Your Agent Picks the Wrong Tool. It’s Not the Agent’s Fault.
Lesson 2.1: When your agent reaches for the wrong tool, the answer isn’t a routing classifier. It’s a description that says when NOT to use the tool.
Architecture Series · Domain 2 · Lesson 2.1 · Tool Design
Domain 1 (Lessons 1.1 – 1.7 + Capstone Parts 1 & 2) is complete. The full series index also appears at the end of this piece.
👋 Welcome! I’m Daniel Williams. I write Claude Code for Non-Coders for senior technical professionals who built their careers on technical judgment, stopped writing code years ago, and are now figuring out how AI and coding agents will change their work.
The goal is to keep you as the operator, not the AI’s assistant (”reverse-centaur“), by helping you decide which tasks to automate and which require the judgment that made you valuable in the first place.
I advise clients on AI tools, strategy, and human resilience at dewilliams.co. This newsletter is where I document the patterns, commands, and operator habits that help you grow from babysitting prompts to building reliable systems.
Join 33,000+ senior technical professionals learning the operating discipline that keeps your judgment valuable.
tl;dr Tool selection is a description problem before it is an architecture problem. The first fix when your agent picks the wrong tool is to rewrite the two competing descriptions so each one names the other and says when NOT to use it.
Your agent picks the wrong tool. You ask about a specific order, and it fetches the customer profile. You ask about a refund, and it lists recent orders. The reflex is to blame Claude. The reflex is wrong.
Tool selection is not a model problem. The model reads each tool’s name and description and picks based on what it sees. When two descriptions say roughly the same thing, the model picks one, and you hope for the best.
For operators who aren’t writing tools themselves, the judgment that matters is what to do about it. You can stack architecture on top, a classifier, a router, or a block of few-shot examples that show correct routing. Or you can fix the descriptions that made the choice ambiguous in the first place. Operators who reach for the classifier turn a thirty-line fix into a three-hundred-line system, and the system still fails at the edges where the descriptions still overlap. Operators who fix the descriptions ship reliable agents and stop fighting their own architecture. This is the kind of choice that separates operators from prompters, the operating discipline this newsletter exists to teach.
The Misrouting Moment
Let’s look at an example in which a customer support agent has five tools: lookup_customer, lookup_order, list_recent_orders, list_refunds, and issue_refund. The user prompts, “Check the status of order #12345.” The agent reaches for lookup_customer. The two descriptions it had to pick between read:
lookup_customer: Retrieves customer information.
lookup_order: Retrieves order information.The boundary between them is implied, not stated. The model is being asked to infer where one tool ends and the other begins, based on two short sentences that mirror each other almost word for word. Models infer poorly at the edges of overlapping definitions, and overlapping definitions are the rule, not the exception, in tool surfaces that grow over time.

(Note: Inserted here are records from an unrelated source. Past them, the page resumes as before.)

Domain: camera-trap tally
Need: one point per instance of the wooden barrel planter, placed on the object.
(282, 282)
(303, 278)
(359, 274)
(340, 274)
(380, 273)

Vague or overlapping descriptions produce unreliable selection. Not occasionally, not on edge cases. Reliably unreliable, wherever the descriptions don’t draw clear lines.
The Reflexes That Make It Worse
I made this mistake on an MCP server I was building before I had a name for it. A tool would get picked at the wrong moment, and I would reach for the architecture itself: add a mode parameter, split one tool into two, consolidate two others. Architectural moves, sometimes a whole afternoon of refactoring. The descriptions stayed roughly the same, and that was the actual problem. Every time, the fix I needed was just twenty minutes of writing.
Instinctively, most builders gravitate toward architecture before descriptions. But the right move is usually to fix the descriptions BEFORE tinkering with the tool architecture.
A classifier in front of the agent is the most common reach. A small model reads the user’s message and decides which tool to call. It sometimes works, at the cost of doubling the architecture. You now have two systems to maintain and two systems that can disagree. The classifier routes around broken descriptions rather than fixing them.
Few-shot patches are the next instinct. A block of examples in the system prompt shows the right tool for various inputs. They sometimes work, at the cost of tokens per call and a system prompt that grows whenever a new ambiguity surfaces. The descriptions are still wrong, and you have patched the symptom.
Consolidation is the move that feels architecturally clean. Collapse the two tools into one with an entity_type parameter. This is the right move for five GitHub tools that all handle issues in similar ways. It is the wrong move to use lookup_customer instead of lookup_order. Those tools operate on different resources, return different shapes, and have different consequences when called incorrectly. A bad consolidation produces a single tool that requires more documentation than the two clean ones it replaced.
The fix most builders skip is the one the official docs call “by far the most important factor in tool performance.” Rewrite both descriptions so each one explicitly names the other and says when NOT to use it.